—Ah, no. Hoy no ha podido —consiguió articular por fin—. ¿Quiere que le pinte las uñas? Después le leeré un rato o le puedo contar la última película que fui a ver con James. Creo que es de las que le gustan.
Esa noche, acurrucada contra su pecho iridiscente, le contó lo ocurrido.
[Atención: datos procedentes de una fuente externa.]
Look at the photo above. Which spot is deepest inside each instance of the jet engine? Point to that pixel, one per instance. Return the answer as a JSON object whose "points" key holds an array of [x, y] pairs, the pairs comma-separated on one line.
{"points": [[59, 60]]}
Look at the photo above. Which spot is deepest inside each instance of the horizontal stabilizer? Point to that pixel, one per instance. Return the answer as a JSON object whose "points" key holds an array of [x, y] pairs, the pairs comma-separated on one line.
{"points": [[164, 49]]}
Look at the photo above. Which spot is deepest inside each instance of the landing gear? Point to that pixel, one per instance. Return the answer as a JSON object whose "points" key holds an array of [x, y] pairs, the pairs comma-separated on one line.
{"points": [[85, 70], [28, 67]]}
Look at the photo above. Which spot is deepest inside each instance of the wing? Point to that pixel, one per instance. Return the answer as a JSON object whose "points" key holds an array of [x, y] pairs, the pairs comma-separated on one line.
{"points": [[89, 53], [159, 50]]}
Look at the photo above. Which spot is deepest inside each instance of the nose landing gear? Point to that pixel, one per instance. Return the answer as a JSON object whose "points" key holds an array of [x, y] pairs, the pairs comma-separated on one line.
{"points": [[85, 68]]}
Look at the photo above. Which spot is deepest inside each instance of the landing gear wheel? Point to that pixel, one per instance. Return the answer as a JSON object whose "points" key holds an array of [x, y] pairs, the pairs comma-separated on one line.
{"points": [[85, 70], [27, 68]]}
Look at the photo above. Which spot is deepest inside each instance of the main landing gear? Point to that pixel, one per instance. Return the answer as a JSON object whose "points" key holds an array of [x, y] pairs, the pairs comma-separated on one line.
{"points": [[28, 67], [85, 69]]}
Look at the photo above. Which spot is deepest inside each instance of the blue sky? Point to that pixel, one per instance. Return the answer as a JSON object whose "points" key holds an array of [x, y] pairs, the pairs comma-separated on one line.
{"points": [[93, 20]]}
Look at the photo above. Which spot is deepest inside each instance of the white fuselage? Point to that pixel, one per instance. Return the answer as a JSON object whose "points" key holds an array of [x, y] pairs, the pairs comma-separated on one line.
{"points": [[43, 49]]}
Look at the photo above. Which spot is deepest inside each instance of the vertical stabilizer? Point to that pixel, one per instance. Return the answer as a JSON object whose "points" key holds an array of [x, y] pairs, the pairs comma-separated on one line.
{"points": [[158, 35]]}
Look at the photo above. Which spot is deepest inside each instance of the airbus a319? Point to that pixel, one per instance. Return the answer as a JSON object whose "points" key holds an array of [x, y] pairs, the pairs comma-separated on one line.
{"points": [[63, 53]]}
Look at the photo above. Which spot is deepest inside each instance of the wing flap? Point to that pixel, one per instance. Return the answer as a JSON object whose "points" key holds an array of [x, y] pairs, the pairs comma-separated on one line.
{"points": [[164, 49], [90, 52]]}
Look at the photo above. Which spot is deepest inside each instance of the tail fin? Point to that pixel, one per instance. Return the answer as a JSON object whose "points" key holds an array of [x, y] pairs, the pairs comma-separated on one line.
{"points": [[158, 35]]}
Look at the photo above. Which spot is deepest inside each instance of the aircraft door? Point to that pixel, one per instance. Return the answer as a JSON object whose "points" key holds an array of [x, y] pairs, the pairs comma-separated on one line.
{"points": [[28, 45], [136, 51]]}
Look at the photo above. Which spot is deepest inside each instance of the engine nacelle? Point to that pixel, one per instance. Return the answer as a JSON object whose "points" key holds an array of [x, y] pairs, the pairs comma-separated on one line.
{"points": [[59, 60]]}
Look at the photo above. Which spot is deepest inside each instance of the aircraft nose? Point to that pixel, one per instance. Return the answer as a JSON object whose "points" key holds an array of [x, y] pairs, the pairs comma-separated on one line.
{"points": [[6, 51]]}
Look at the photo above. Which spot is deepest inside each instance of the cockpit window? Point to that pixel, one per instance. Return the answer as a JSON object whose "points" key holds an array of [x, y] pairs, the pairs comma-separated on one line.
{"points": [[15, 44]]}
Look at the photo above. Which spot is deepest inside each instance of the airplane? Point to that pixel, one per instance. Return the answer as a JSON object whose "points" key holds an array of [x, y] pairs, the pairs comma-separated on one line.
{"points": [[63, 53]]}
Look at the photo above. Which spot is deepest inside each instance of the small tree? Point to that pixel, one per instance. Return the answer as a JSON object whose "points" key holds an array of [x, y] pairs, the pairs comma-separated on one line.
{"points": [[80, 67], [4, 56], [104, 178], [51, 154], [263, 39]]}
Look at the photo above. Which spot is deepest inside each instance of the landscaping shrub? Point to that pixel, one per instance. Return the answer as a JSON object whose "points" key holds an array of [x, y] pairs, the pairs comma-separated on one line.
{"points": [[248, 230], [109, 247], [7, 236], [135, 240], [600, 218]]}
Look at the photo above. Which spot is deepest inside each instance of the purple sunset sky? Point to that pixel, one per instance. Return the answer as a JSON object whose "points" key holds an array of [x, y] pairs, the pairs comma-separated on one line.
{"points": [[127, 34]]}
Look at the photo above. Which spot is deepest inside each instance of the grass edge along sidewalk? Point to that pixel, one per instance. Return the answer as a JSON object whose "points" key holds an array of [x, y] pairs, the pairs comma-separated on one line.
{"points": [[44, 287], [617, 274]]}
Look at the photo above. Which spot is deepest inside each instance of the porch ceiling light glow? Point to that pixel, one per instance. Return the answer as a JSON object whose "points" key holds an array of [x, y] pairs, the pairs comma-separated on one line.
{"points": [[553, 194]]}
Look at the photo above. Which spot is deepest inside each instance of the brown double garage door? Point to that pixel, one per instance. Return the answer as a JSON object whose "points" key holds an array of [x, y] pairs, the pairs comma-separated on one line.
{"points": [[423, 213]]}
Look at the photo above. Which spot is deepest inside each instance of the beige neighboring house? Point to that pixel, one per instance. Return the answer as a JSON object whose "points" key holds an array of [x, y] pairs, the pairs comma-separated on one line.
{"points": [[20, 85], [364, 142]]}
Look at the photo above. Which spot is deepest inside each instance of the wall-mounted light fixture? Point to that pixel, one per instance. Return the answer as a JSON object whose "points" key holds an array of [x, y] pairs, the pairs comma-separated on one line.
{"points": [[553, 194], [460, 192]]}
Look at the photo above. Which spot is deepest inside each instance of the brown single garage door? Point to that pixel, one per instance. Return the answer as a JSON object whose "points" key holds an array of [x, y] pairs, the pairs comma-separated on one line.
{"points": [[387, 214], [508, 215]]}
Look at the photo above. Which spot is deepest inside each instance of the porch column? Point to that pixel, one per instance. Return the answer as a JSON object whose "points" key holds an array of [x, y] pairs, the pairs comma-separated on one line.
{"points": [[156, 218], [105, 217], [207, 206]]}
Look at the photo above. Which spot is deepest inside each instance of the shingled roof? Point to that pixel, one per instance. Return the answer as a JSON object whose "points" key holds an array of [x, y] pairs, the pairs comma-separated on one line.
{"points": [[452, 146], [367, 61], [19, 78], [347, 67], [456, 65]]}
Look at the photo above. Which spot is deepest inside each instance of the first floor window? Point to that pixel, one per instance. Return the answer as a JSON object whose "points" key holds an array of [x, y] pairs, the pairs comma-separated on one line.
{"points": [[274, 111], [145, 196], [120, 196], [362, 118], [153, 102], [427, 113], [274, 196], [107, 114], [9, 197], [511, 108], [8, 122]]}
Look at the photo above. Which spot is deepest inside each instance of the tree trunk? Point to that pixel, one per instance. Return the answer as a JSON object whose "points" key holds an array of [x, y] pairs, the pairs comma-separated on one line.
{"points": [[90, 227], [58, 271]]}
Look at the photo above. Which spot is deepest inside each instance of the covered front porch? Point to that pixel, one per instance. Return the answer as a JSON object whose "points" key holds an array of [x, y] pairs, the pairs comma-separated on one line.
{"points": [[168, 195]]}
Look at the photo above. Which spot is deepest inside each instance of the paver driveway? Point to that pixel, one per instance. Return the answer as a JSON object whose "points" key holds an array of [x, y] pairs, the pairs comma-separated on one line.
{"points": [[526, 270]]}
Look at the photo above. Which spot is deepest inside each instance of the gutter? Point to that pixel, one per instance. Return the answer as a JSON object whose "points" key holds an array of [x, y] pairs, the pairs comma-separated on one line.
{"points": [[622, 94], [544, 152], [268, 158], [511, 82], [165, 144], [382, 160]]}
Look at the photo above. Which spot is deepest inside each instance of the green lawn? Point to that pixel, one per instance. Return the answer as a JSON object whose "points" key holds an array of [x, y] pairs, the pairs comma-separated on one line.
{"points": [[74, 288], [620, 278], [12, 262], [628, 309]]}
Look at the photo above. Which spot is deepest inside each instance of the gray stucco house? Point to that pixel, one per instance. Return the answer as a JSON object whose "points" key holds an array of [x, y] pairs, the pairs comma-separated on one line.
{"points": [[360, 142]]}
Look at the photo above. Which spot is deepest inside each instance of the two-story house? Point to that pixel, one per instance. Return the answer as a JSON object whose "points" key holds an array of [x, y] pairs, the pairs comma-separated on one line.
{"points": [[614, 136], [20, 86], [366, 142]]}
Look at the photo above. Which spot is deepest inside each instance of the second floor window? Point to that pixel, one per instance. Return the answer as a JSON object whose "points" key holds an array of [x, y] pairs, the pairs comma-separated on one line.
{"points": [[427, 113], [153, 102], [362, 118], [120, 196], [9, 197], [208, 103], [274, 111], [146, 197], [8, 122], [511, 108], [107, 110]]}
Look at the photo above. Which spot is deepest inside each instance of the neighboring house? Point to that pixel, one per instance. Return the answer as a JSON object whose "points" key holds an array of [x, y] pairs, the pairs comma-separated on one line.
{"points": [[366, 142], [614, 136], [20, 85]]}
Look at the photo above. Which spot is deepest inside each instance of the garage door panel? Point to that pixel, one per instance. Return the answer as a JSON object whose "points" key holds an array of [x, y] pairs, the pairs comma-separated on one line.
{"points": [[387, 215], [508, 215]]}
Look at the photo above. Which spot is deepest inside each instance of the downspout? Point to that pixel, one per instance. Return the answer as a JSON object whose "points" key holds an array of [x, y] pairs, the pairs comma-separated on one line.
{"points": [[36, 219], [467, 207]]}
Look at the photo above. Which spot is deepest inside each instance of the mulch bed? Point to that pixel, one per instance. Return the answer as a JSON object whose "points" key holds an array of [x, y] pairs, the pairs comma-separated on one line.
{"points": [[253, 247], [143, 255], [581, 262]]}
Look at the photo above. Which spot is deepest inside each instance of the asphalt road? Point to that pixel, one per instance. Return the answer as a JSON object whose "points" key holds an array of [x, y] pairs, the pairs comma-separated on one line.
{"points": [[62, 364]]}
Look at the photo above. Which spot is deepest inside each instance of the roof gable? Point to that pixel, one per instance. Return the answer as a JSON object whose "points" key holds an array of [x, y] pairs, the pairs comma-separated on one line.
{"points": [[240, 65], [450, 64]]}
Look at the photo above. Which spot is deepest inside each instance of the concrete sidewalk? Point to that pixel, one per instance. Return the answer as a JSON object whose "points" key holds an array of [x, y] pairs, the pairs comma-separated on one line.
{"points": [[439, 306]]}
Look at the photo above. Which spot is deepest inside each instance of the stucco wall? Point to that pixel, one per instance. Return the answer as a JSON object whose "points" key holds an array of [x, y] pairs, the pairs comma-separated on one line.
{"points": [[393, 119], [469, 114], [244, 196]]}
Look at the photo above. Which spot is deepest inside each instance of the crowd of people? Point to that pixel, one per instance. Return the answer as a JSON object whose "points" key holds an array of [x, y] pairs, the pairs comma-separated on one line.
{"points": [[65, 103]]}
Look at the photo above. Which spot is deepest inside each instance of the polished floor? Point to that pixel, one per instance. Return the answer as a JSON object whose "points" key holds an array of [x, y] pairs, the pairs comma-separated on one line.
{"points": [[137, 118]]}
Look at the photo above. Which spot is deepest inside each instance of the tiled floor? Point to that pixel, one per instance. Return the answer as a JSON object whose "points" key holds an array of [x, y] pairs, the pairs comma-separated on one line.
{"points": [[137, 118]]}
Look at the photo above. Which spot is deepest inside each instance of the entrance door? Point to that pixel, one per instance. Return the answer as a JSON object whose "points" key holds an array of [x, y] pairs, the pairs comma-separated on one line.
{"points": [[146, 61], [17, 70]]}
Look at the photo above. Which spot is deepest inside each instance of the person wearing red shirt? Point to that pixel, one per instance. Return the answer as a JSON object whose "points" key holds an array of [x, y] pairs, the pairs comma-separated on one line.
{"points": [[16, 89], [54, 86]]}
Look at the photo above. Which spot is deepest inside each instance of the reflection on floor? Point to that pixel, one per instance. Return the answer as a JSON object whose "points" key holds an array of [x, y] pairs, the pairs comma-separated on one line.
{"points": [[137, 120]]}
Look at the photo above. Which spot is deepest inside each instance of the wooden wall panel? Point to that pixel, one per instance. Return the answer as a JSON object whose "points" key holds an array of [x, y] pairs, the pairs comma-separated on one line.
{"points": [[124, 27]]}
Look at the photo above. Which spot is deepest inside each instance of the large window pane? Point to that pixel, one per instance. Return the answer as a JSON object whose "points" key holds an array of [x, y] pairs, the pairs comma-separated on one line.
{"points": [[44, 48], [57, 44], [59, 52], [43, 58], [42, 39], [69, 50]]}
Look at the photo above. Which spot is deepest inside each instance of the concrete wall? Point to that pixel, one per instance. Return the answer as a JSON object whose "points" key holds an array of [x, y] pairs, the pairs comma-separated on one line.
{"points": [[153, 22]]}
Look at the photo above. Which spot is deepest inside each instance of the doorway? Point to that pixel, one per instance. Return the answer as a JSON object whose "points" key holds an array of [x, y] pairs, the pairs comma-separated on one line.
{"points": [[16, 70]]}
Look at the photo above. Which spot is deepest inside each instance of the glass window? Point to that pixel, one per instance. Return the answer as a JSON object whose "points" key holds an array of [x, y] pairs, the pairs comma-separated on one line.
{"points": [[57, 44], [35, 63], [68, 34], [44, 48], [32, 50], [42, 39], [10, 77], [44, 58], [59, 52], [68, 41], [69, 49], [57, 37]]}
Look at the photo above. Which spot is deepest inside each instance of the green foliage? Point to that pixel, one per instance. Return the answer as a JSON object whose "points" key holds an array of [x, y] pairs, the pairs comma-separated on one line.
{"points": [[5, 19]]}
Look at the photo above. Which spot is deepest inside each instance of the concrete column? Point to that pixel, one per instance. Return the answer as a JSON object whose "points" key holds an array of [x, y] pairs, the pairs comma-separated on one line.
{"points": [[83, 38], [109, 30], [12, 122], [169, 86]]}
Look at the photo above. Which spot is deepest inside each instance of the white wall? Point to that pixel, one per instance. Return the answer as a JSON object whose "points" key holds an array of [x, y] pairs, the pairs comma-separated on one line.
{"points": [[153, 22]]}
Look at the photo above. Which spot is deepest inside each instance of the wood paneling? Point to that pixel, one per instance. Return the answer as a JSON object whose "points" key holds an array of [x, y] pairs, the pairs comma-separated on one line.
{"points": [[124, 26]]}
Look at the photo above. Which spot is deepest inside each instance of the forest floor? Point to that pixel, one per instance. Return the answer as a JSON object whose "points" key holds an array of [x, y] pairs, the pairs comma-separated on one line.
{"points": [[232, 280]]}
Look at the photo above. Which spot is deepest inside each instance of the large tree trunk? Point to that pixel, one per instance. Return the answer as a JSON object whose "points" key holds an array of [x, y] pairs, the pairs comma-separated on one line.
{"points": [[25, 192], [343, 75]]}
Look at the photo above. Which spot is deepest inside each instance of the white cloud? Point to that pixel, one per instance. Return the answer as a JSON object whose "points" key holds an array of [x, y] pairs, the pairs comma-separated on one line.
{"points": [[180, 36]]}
Aunque la señora Robinson era adorable y Acacia no le reveló a Enstel sus temores más profundos, las posibles consecuencias si llegara a ser reconocido como un espíritu maligno la atormentaban.
—Por suerte para nosotros, su vista está tan deteriorada que no creo que sospeche nada —concluyó—. De todos modos, quizás convenga ser más cuidadosos, ¿no te parece?
Enstel permaneció en silencio y Acacia se incorporó para mirarlo, extrañada ante su falta de reacción. Y entonces lo comprendió.
—¡Te gusta que te vean! —exclamó.
La expresión de Enstel era difícil de interpretar. Extendió la mano y le acarició la mejilla.
—Qué curioso… —murmuró Acacia—. No sabía que pudieras ser vanidoso.
—¿Demasiado humano? —replicó Enstel con una sonrisa triste.
—No quisiera sonar como un novio celoso ni nada de eso —se atrevió a decirle James un mes más tarde mientras paseaban por el centro de Tavistock cogidos de la mano—, pero ¿crees que podríamos tener una relación exclusiva?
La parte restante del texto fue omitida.